Erin pulls out a wrinkled clipping from a Panama travel magazine that she’d been saving for a year. “Hey, John, have you heard of this place? We’re going to try to find it tomorrow…” Erin passes the clipping titled, MACHO DE MONTE, across the table to John.

“No, but it looks awesome, mind if we join you? How does 8 am work?”

8 am rolls around and the six of us pile into the chilled 20-year old Suburban that’s still sandy from its recent trip to Zancudo, Costa Rica. The A/C is a welcome feeling that helps ease our sunburns. I slipped into the back with the spilled bag of peanuts from our earlier trip to feed the macaws.

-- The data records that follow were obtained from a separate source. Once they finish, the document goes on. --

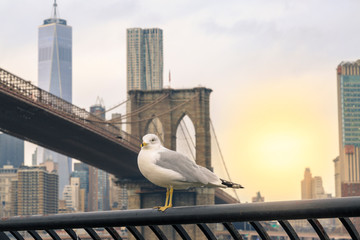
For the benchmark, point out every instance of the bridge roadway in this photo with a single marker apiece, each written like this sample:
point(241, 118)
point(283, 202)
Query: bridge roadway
point(32, 114)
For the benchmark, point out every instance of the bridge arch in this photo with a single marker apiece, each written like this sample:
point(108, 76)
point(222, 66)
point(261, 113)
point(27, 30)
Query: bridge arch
point(170, 106)
point(185, 137)
point(155, 126)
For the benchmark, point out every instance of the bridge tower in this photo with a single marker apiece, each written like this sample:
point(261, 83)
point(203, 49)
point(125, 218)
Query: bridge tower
point(168, 107)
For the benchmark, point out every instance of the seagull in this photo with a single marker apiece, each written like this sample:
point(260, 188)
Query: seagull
point(172, 170)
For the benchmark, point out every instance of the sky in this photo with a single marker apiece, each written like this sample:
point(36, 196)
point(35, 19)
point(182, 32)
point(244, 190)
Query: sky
point(271, 66)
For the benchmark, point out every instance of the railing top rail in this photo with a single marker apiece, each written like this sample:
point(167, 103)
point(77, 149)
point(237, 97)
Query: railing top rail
point(282, 210)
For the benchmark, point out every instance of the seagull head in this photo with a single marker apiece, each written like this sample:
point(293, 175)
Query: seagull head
point(150, 141)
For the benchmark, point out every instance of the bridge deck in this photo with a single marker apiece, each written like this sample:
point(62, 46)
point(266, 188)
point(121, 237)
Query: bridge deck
point(32, 114)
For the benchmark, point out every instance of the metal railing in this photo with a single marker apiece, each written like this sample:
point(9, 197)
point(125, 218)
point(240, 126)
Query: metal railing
point(26, 91)
point(140, 223)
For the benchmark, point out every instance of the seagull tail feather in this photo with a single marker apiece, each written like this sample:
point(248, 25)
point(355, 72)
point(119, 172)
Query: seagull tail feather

Macho de Monte is near Volcán so we got to drive through the highlands region. John and Colleen have traveled this road to Volcán many times before and John is one of those guys that knows the area, all the cool spots and is happy to stop. They were originally going to purchase a home in the highlands area and John pointed out a few properties they considered. However, it gets cold up here…think 10-15 degrees, which is quite the drop from routine 30 down by the beach. With Colleen’s sensitivity to the cold, due to her suffering from two paralyzing strokes, the area just wasn’t a fit. “Besides,” John says, “I knew she wanted a beach house.” I can see Colleen smile in the side-view mirror.

Macho de Monte Panama Semi Hipster28

Macho de Monte Panama Semi Hipster23

After stopping at a few points along the way, including a rickety footbridge that inspires images of inspirational quotes about tough times or courage splattered over the image of a worn down bridge with green pastures on the other side.

 

The scenic drive through the hills leads us to a spot where Erin notices a large rock and on the right, just before we take a sharp turn up towards a big hill. The large sign with a cow’s head and “Finca” is directly to the left of us. If you blink you’ll miss it. “I think we just passed it!” Sure enough, we get out of the ‘burban and the rock clearly has Macho de Monte written on it.

We get out of the car and all peer over the small bridge that looks down about 20-feet into the river canyon. Alright, we found it. Now how do we get down…

On a side note: I’m thinking to myself that this is all great, but what I can’t help but notice is the little palomino “caballo” tied to the fence at the farm. This entire trip all I’ve wanted to do was go riding.

Luckily a few locals were down in the canyon and pointed for us to go around to the left and follow the path along the river. From there we went down a gravel hill and scoot across the rocks to where the waterfall entrance is to the canyon. The locals were even so kind as to show us, not once, but twice, how to use “stairs” down into the canyon. Yes, quite literally, the river has perfectly carved out rock steps down beside the waterfall. Gringos, am I right?

Side note, again: my favourite memory is having them show us how to get down and then Brian proceeding to straddle the rock just before the steps and have a small panic attack because he thought he was stuck with no way out.

Anyway, it ended up not being as hard as we initially thought and really enjoyed being down in the canyon in the frigid water, which was huge relief to our sunburns. The pool of water you sink into as you as you descend is quite deep, even at this time of year.

Walking up and down the canyon, you’ll see foliage growing in the rock crevasses also with water seeping out of pinholes. After spending some time with the locals, one of who happened to be a firefighter, down in the canyon, Leigh, Erin and Brian continued to explore and discuss random firefighting stuff and invited the gang over to the beach house for dinner and to do the customary exchange of firefighting t-shirts.

I returned to the top to see how John and Colleen were doing. On my way back to the ‘burban, I felt an itch on my foot and looked down to see ants. The ants were all in a straight line following a warn path from a tree to an ant hill carrying large pieces of leaves. I thought this was the coolest thing so I grabbed my camera. “Colleen, I found the coolest ant hill, I’ll take some picture and show you…” It was quite the procession the ants had lined up to the tree.

After that excitement was over, saw that another fella had joined the two who were standing near the horse, he was obviously the owner due to his clothing. I sauntered over to the gate and they all greeted me. John and I talked to the owner for a little bit, John more so than I. After some confusion, John’s help and my attempts to turn French words into Spanish (Cheval-o? Hey it’s pretty close), I found out the horse’s name is Palomino, yes the colour, which is something different in Spanish. Somehow, I managed to ask if I can the horse, “si”, really? “Si”. Alright! So I hopped on, after the farm hand brought the horse to me, trying to look as professional as possible and reined the horse up the hill a little ways and then back down. It was somewhat odd, which is why I didn’t go too far, but still fun and now I can say I rode a horse in Panama. A little palomino named, Palomino.

The rest of the gang joined us back up top and we proceeded back up the hill for a scenic drive on our way back to the beach and we grabbed a $3.25 meal from a little open-air restaurant on the side of the road. We also stopped for shaved ice in town and grabbed pizza stuff for us and our new friends who were joining us that night. Another great day.